Just did some testing of Buffering - Standby - Power-save Modes on my Roamio Pro. There were no scheduled recording running at the time of my testing...

My TiVo went into power save as usual last night (Set to medium - 4 hour wait, No TiVo suggested recordings), this morning when I woke up the TiVo there was zero buffering on all 6 tuners, all tuners were tuned to a variety of channels upon waking up.

I changed the TiVo to the 4 different power save options available and manually put the TiVo into Standby mode in each mode, upon waking up the TiVo there was zero time in all 6 tuner buffers.

I did not test the various power savings setting using the timer method, except for my selection of Medium, (I do have a life... -lol-).

My conclusion, There is no buffering when using any of the power save modes whether invoked by a power save timer or by manually activating using "standby".

Tivo "Suggested Recording" may or may not record, that is dependent on your Power Saving selection (Off, Low, Medium, High).

Suggested recordings that are "In Progress" continue to record till finished even after the TiVo goes into Standby even when the option to not record suggestions in Power Savings has been selected (Medium or High power savings option).


----------



## CrashHD (Nov 10, 2006)

I lost all interest in standby mode when I got a Roamio. It's powered by a 12V 2.0Amp power supply. That is, at most, 24 Watts. I'm all for energy conservation, but you have to be willing to, at some point, say "that's enough." 

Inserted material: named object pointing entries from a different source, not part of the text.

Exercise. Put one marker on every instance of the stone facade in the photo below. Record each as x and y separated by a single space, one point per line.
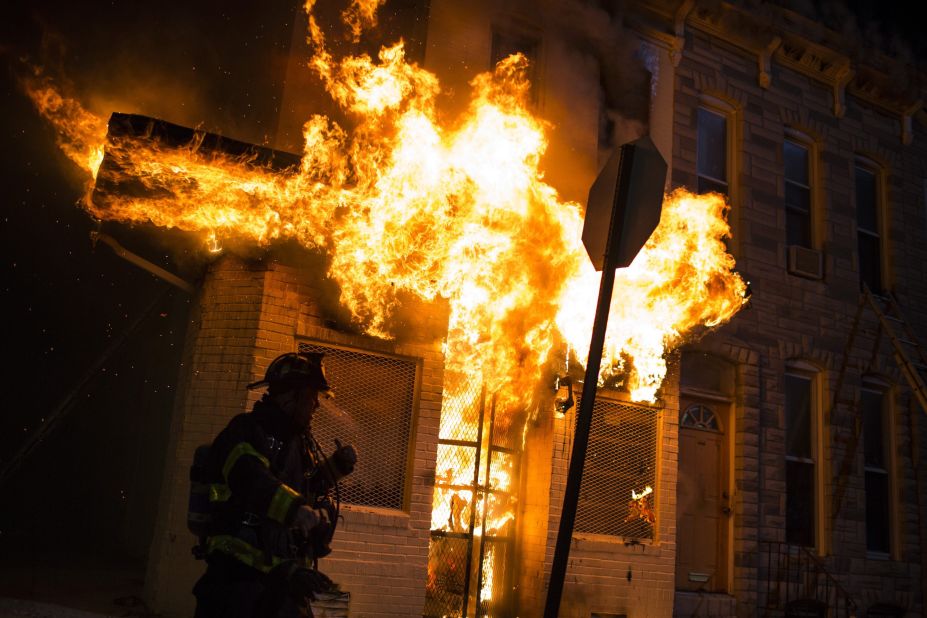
250 311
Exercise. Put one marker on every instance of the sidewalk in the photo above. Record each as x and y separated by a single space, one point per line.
70 590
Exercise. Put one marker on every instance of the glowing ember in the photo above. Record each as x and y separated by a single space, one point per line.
405 205
639 507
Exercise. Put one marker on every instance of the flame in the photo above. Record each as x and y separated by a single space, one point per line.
457 210
79 133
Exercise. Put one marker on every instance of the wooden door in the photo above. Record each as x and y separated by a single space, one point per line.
702 505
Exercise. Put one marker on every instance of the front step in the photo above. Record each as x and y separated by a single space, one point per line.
714 604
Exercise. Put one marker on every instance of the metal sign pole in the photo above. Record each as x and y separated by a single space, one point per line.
580 443
629 191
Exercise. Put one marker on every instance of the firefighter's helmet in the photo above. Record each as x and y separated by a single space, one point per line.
294 370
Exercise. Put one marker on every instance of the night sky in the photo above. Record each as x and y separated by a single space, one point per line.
94 481
92 484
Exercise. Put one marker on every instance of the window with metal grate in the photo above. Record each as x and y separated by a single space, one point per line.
621 464
375 402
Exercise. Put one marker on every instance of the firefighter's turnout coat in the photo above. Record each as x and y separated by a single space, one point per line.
262 468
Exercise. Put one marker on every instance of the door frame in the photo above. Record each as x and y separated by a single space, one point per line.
724 409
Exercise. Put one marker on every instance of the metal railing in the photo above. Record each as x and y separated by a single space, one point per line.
798 583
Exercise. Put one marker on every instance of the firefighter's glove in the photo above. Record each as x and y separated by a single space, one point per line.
308 519
343 460
304 583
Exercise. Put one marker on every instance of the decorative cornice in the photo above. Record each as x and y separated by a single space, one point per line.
819 63
882 91
742 30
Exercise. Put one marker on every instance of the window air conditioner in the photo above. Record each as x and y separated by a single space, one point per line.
804 262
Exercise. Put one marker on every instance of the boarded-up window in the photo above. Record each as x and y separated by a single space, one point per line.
877 464
711 158
800 458
868 228
374 408
621 458
797 194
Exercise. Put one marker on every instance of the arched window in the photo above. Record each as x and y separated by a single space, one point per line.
699 416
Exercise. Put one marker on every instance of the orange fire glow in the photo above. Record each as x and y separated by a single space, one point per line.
460 211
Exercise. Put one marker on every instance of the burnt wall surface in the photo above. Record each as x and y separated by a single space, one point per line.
796 321
248 313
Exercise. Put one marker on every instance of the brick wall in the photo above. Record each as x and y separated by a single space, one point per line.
793 318
247 314
604 575
218 363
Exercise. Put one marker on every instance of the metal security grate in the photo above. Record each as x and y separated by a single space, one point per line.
470 564
373 410
622 458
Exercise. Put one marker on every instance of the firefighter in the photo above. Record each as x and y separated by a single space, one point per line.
270 494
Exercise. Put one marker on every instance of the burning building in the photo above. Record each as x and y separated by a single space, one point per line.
760 462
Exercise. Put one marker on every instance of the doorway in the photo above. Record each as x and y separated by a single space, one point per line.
703 505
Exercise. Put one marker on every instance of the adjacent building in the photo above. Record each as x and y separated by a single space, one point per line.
785 450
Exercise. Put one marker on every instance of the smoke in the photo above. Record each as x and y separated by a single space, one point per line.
596 32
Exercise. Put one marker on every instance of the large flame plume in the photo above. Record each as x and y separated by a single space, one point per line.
405 205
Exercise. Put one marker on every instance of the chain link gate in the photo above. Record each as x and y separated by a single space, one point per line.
471 554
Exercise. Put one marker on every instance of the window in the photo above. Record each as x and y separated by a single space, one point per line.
621 464
504 44
798 203
876 464
374 408
801 459
869 241
711 157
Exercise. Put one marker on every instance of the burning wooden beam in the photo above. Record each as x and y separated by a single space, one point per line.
135 132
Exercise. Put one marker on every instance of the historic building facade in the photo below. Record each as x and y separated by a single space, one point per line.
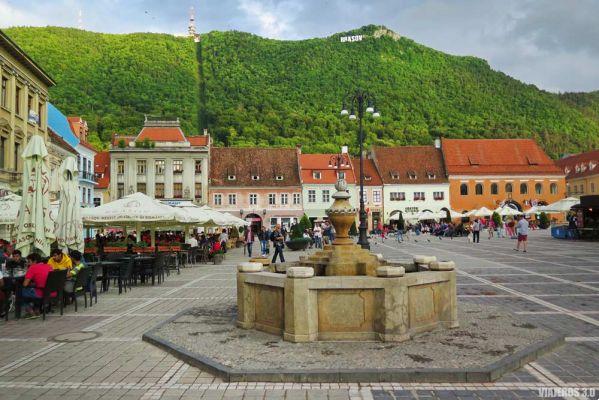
582 173
161 162
261 185
23 112
494 172
319 173
414 180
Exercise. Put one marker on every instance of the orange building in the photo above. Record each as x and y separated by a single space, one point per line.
493 172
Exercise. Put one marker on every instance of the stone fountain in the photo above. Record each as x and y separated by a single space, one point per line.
344 292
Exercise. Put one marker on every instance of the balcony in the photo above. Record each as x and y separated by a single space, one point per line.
88 176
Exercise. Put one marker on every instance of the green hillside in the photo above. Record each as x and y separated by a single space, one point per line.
256 91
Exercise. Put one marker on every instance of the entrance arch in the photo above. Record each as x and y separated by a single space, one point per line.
255 222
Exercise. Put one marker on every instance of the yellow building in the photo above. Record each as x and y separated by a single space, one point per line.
23 108
582 173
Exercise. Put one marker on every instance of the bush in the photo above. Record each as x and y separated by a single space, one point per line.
543 221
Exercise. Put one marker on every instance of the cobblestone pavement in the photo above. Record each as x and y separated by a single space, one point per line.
554 284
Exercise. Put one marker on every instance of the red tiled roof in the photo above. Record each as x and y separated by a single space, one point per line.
409 164
102 169
243 163
580 165
198 140
310 163
496 157
161 134
371 175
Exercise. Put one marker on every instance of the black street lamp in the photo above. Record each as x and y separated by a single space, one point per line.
364 104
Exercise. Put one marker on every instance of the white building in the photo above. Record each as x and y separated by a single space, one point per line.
414 180
160 162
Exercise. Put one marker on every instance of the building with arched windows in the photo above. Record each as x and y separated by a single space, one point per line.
493 172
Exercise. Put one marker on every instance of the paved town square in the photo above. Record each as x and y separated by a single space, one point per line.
554 285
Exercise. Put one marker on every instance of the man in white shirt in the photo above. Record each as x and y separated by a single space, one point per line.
522 229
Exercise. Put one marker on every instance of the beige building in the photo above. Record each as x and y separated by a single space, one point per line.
160 162
582 173
23 109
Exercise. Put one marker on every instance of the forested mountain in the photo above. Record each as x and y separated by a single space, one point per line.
253 91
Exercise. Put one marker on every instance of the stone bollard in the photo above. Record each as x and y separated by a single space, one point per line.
421 261
442 266
249 267
300 272
390 272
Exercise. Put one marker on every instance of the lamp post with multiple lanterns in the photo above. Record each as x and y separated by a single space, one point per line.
362 104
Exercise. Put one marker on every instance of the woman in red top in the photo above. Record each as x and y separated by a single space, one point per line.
34 283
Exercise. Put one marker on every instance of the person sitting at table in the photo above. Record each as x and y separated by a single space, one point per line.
16 261
59 260
78 264
34 283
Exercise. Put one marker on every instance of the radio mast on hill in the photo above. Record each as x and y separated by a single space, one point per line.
191 29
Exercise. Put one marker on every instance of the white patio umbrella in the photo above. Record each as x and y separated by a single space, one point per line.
35 229
69 226
482 212
562 205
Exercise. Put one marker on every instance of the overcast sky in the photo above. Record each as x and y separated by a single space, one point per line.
553 44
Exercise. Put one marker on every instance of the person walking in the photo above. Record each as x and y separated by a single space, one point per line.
278 241
249 240
476 225
522 229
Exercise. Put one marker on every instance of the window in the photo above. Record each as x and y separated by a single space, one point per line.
538 188
419 196
376 196
159 167
2 150
177 190
253 199
494 188
141 167
18 101
4 93
397 196
159 190
478 189
177 166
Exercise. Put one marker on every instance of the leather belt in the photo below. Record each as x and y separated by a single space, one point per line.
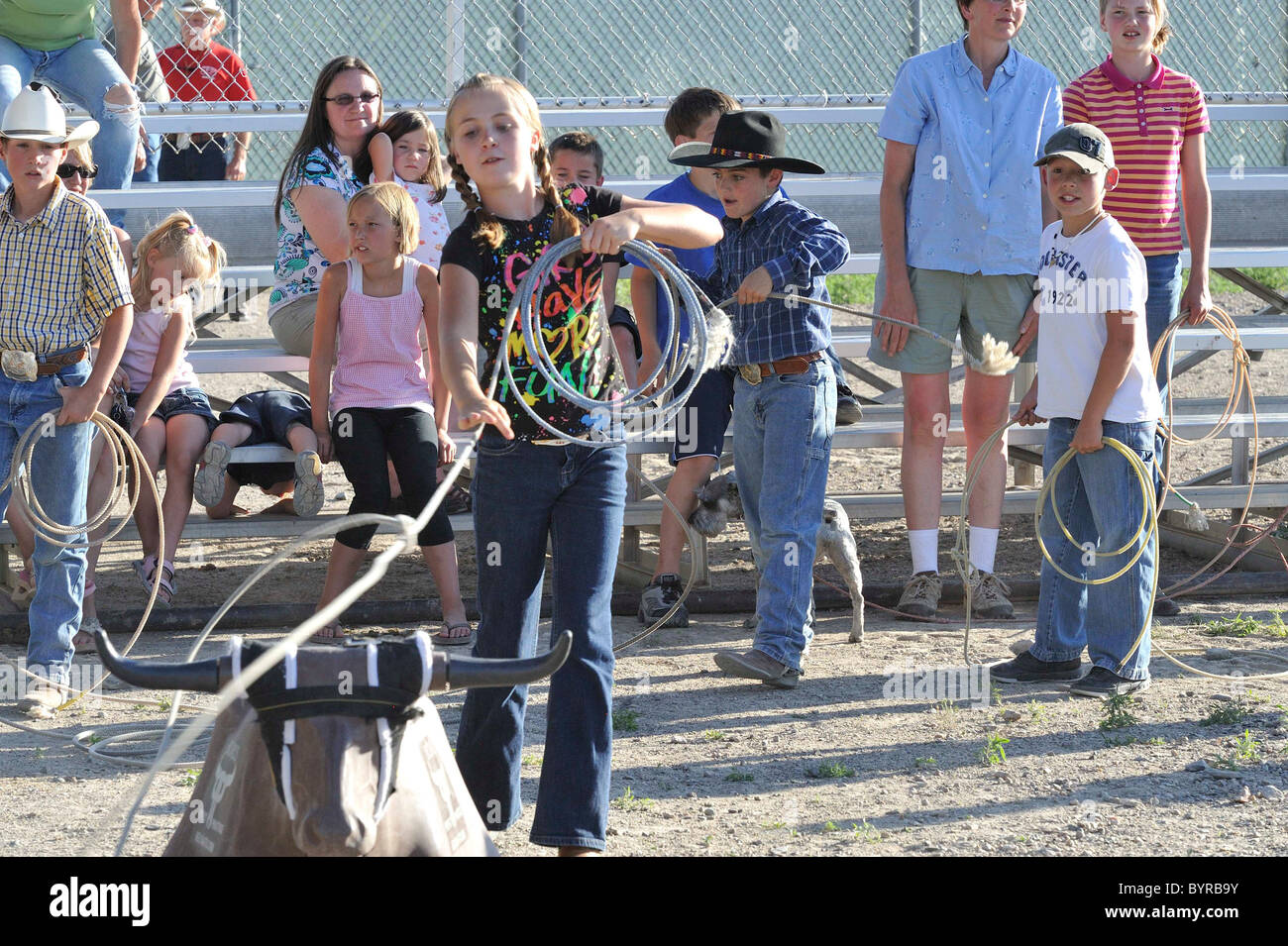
794 365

As for the emergency alert thing, (does that apply to cable only? I'm OTA, and not 100% certain what that means) I have to wonder if it's really wise to intentionally subvert an emergency warning system.


----------



## aaronwt (Jan 31, 2002)

CrashHD said:


> I lost all interest in standby mode when I got a Roamio. It's powered by a 12V 2.0Amp power supply. That is, at most, 24 Watts. I'm all for energy conservation, but you have to be willing to, at some point, say "that's enough."
> 
> As for the emergency alert thing, (does that apply to cable only? I'm OTA, and not 100% certain what that means) I have to wonder if it's really wise to intentionally subvert an emergency warning system.


If you aren't watching it live, then having an emergency alert on a recording you watch a few hours, days, or weeks later does nothing for you. Since an emergency alert is only needed in real time.


----------



## Teeps (Aug 16, 2001)

CrashHD said:


> I lost all interest in standby mode when I got a Roamio. It's powered by a 12V 2.0Amp power supply. That is, at most, 24 Watts.
> 
> *I'm all for energy conservation, but you have to be willing to, at some point, say "that's enough."
> 
> ...


* Agree.

** I agree that subverting such alerts could be a bad thing.
But, only if you were actively watching TV and the alert were not displayed.
Same goes for over the air content.


----------



## opus472 (Jul 4, 2007)

Dan203 said:


> another benefit standby provides is it prevents emergency alerts from interrupting recordings


That seems like a good reason to keep it in standby 100% of the time. Is there any downside?


----------



## Teeps (Aug 16, 2001)

opus472 said:


> Is there any downside?


It takes about 15 seconds to come out of standby state and you will see a TiVo screen that says waking up (or similar.)


----------



## lessd (Jan 23, 2005)

Teeps said:


> It takes about 15 seconds to come out of standby state and you will see a TiVo screen that says waking up (or similar.)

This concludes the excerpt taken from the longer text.